TU Kaiserslautern, 67663 Kaiserslautern, Germany.
German Research Center for Artificial Intelligence (DFKI), 67663 Kaiserslautern, Germany.
Sensors (Basel). 2021 Jan 5;21(1):300. doi: 10.3390/s21010300.
Estimation and tracking of 6DoF poses of objects in images is a challenging problem of great importance for robotic interaction and augmented reality. Recent approaches applying deep neural networks for pose estimation have shown encouraging results. However, most of them rely on training with real images of objects with severe limitations concerning ground truth pose acquisition, full coverage of possible poses, and training dataset scaling and generalization capability. This paper presents a novel approach using a Convolutional Neural Network (CNN) trained exclusively on single-channel Synthetic images of objects to regress 6DoF object Poses directly (). The proposed SynPo-Net is a network architecture specifically designed for pose regression and a proposed domain adaptation scheme transforming real and synthetic images into an intermediate domain that is better fit for establishing correspondences. The extensive evaluation shows that our approach significantly outperforms the state-of-the-art using synthetic training in terms of both accuracy and speed. Our system can be used to estimate the 6DoF pose from a single frame, or be integrated into a tracking system to provide the initial pose.

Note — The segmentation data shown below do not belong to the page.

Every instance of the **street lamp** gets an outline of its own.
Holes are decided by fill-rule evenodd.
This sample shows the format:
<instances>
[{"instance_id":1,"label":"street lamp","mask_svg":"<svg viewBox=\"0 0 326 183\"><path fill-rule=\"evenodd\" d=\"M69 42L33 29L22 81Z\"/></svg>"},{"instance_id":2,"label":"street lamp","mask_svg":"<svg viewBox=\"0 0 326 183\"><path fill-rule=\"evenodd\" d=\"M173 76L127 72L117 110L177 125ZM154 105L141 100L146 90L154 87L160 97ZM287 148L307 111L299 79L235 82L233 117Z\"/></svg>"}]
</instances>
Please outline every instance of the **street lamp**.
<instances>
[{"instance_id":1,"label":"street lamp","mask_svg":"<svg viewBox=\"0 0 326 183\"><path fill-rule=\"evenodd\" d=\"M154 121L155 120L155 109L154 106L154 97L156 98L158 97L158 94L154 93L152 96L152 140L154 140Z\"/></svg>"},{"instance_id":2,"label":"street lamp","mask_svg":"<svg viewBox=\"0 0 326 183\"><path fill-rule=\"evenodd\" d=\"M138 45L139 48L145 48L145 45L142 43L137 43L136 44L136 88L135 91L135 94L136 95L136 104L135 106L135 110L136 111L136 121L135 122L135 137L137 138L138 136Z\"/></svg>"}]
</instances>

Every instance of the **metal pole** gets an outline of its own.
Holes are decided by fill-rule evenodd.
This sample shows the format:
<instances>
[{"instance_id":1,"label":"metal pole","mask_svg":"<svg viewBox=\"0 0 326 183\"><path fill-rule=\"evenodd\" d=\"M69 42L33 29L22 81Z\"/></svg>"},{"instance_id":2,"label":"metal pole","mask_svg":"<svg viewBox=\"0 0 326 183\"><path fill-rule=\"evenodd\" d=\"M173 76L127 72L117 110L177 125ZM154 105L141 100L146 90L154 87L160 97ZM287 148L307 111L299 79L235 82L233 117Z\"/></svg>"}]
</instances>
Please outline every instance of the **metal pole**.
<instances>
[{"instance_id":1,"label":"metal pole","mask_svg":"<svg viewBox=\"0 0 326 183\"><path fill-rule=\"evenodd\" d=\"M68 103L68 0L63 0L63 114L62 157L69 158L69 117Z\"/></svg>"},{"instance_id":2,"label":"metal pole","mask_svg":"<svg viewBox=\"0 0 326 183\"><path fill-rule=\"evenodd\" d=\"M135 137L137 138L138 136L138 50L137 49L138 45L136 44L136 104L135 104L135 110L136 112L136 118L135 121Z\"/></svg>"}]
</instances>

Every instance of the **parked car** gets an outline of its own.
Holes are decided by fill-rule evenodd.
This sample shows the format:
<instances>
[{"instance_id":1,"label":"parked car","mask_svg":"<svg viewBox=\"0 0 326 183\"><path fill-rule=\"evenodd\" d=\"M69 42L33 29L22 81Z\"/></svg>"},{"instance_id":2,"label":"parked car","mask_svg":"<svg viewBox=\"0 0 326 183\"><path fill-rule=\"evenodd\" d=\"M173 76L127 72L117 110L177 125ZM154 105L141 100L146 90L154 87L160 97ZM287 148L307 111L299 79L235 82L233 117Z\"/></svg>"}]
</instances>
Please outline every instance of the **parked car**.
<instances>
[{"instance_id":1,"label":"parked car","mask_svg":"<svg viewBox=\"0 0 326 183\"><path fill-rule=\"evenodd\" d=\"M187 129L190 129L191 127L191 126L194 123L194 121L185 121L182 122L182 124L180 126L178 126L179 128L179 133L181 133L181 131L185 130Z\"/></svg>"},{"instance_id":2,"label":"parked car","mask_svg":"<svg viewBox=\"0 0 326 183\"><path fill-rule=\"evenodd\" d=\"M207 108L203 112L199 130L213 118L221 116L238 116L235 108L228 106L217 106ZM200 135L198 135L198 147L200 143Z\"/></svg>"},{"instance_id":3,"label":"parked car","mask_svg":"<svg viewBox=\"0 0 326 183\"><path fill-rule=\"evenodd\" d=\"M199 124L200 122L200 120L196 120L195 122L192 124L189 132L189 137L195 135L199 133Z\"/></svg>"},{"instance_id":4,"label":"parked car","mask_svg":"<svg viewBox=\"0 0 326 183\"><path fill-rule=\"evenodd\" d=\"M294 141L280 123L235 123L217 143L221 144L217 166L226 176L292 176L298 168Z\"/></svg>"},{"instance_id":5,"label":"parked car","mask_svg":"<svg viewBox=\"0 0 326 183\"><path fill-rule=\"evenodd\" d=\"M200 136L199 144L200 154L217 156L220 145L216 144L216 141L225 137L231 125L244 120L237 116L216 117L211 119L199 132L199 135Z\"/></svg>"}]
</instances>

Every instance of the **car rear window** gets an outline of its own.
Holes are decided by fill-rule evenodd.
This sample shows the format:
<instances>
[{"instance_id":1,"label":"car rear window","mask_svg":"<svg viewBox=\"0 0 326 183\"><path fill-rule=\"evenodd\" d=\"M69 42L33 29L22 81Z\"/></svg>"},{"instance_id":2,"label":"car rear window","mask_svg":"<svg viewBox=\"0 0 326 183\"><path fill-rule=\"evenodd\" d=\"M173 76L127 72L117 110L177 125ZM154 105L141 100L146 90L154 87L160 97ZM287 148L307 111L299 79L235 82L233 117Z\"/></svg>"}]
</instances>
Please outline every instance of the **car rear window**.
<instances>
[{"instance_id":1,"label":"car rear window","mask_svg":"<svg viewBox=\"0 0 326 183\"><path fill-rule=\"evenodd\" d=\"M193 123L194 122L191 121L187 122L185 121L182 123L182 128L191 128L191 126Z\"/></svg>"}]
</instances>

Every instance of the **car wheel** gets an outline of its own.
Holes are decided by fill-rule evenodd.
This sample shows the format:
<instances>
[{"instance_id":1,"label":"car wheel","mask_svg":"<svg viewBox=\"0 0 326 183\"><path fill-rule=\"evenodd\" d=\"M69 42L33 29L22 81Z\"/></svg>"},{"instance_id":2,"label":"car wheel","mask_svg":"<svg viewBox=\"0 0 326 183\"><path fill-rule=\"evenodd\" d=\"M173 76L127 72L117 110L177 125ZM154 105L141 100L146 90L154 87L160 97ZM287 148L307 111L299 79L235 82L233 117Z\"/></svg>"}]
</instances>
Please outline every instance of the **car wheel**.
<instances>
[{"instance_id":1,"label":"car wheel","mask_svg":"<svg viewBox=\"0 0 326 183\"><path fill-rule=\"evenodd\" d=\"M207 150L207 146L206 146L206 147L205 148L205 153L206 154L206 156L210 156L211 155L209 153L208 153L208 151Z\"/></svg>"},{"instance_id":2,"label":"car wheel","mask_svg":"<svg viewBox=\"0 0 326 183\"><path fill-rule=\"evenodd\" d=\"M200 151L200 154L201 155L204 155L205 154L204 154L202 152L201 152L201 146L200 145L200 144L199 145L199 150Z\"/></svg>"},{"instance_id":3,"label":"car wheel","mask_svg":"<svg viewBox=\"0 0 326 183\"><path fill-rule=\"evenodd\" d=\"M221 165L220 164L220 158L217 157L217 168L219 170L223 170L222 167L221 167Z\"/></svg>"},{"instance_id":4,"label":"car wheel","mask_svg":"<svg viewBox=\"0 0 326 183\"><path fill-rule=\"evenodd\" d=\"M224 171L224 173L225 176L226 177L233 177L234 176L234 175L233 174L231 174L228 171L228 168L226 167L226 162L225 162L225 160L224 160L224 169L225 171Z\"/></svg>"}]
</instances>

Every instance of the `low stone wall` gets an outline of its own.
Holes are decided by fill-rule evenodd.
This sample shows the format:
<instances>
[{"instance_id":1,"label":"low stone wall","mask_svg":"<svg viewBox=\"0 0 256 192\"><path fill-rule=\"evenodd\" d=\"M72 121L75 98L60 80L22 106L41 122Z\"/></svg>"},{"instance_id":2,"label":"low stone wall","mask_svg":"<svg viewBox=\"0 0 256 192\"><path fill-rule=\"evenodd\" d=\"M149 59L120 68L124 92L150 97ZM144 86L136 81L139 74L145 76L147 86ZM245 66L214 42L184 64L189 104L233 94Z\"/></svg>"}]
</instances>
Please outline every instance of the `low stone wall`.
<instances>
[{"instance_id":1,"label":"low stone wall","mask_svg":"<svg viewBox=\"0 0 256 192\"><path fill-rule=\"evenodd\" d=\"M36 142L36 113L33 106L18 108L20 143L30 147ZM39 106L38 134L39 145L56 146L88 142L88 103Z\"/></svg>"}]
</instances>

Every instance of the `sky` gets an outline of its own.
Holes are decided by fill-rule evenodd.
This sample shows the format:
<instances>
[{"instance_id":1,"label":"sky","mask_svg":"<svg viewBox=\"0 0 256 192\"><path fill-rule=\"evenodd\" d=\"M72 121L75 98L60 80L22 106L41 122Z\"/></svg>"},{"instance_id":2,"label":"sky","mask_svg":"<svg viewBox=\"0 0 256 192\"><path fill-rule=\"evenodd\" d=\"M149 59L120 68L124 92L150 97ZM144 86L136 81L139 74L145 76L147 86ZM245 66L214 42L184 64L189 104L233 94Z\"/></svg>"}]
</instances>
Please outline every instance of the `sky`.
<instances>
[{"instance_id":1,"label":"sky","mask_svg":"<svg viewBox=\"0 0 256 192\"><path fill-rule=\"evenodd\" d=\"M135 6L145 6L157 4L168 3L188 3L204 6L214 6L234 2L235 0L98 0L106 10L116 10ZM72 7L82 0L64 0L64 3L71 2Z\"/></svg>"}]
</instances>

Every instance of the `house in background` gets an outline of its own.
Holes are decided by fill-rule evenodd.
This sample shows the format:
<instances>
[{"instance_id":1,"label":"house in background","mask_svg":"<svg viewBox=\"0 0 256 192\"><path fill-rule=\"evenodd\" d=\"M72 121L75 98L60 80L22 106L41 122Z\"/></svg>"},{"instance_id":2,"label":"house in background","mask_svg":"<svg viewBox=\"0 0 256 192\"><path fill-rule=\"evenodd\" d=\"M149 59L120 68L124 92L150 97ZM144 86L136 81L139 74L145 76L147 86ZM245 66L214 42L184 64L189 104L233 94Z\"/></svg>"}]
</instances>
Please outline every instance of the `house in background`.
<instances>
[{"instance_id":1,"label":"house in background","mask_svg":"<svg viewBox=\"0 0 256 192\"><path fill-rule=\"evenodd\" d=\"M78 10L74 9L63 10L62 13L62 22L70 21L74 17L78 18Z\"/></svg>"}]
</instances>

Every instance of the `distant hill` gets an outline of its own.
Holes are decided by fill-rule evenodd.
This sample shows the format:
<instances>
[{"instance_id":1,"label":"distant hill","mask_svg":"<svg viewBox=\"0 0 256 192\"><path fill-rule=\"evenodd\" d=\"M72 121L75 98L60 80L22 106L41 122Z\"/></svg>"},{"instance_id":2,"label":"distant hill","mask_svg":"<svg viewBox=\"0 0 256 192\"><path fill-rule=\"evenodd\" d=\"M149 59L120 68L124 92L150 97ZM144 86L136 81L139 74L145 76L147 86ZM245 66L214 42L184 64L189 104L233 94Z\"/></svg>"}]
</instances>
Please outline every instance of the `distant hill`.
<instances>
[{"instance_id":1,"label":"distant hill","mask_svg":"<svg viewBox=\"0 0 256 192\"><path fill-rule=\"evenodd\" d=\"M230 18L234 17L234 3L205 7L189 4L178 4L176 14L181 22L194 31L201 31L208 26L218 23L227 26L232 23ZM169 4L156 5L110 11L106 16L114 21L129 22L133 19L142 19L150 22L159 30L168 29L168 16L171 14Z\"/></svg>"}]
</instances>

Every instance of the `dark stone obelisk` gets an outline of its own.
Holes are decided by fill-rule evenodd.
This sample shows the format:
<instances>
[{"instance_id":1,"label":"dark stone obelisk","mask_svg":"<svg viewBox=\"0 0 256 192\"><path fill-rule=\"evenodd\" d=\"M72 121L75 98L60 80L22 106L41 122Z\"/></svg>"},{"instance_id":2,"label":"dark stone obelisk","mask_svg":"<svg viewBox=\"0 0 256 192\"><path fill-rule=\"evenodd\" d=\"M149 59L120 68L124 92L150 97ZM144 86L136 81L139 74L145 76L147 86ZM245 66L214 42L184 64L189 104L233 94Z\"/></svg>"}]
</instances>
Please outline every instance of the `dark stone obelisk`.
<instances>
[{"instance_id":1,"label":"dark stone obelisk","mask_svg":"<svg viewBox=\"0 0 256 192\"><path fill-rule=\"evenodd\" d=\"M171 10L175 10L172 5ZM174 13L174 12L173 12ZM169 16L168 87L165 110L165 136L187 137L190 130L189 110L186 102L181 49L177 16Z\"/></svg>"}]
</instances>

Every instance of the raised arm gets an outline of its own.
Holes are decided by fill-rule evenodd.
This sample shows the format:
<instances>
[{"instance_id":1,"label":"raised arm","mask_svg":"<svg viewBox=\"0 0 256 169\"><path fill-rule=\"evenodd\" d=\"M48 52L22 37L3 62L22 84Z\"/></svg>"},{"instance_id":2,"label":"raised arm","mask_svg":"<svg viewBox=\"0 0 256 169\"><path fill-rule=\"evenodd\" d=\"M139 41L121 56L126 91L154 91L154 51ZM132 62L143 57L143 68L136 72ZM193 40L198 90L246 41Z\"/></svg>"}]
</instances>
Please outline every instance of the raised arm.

在图像中估计和跟踪物体的 6DoF 姿态是机器人交互和增强现实的一个重要难题。最近应用深度神经网络进行姿态估计的方法取得了令人鼓舞的结果。然而,大多数方法都依赖于对具有严重限制的真实物体图像进行训练,这些限制涉及真实姿态获取、可能姿态的完全覆盖以及训练数据集的扩展和泛化能力。本文提出了一种新颖的方法,该方法仅使用物体的单通道合成图像对卷积神经网络(CNN)进行训练,以直接回归 6DoF 物体姿态()。所提出的 SynPo-Net 是一种专门为姿态回归设计的网络架构,并提出了一种域自适应方案,将真实和合成图像转换为更适合建立对应关系的中间域。广泛的评估表明,我们的方法在使用合成训练方面在准确性和速度方面都明显优于最先进的方法。我们的系统可以用于从单个帧估计 6DoF 姿态,或者集成到跟踪系统中以提供初始姿态。